MLewis mlewis000 at rogers.com
Wed Nov 1 00:14:54 EDT 2017

(I suspect this is drifting from the original thread too much, so new 

Temperature ranges from 65F to 78F, with the potential for drafts, but 
is more typically 76F.

I read about the NTPsec runs with insulating a Pi and running a load 
generating program to better maintain a stable core temperature.
Just today I've put my GPS module inside a case for an RF shield that is 
also semi insulated. It's feeding LH on a PC while I do the next step.
The Pi 3 is going inside a large enough tea tin and that will be lined 
with insulation.
I'm wondering about insulating the RTC...

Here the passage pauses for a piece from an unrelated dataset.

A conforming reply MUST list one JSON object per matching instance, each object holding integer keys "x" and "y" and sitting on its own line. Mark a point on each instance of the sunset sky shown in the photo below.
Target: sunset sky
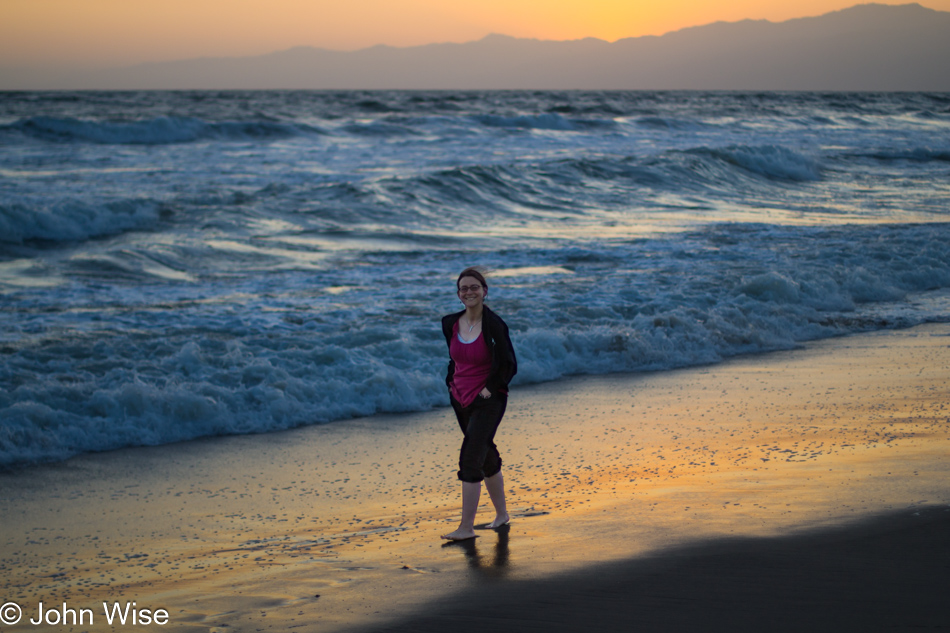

The low cost for a 'precision' RTC means it is cheap to test.

I'd completely discounted coasting with the system clock, as I have 
fixed in my head the variable loads on my production machine mean that 
Window's time lags variable amounts, as the CPU load is variable with 
variable burst loads every 1/8 of a second.


On 31/10/2017 11:45 PM, Hal Murray wrote:
>> I'm intending to add a "precision" (well, precision to the Pi world) RTC  to
>> my Pi 3 to use for a holdover source when it hasn't got PPS from the  GPS
>> module.
>> An RTC that +/- 3 PPM over 24 hours would be great for holdovers of one  to
>> 20 minutes.
> Run some experiments to collect some data and play with the numbers.
> How stable is the temperature in your environment?
> The key to keeping sane time on a PC or Raspberry PI is to calibrate the
> crystal.  Most CPUs have a register that counts at the CPU clock frequency -
> or something in that range.  Most systems smear the clock to keep the FCC
> happy...
> Most OSes keep time by watching that register and dividing by the clock rate.
>   The actual clock rate doesn't usually match the number printed on the
> crystal.  It's close, but ntpd can easily measure the error and tell the
> kernel so the kernel can use the right value.  If you turn on loopstats, ntpd
> will log it and you can graph it.
> If you are writing an embedded system, you will want that sort of logic too.
> My guess is that in the under 30 minute range, you will get better results by
> just coasting with the system clock rather that using a RTC.  It would be an
> interesting experiment.  Implement both clocking schemes and compare them.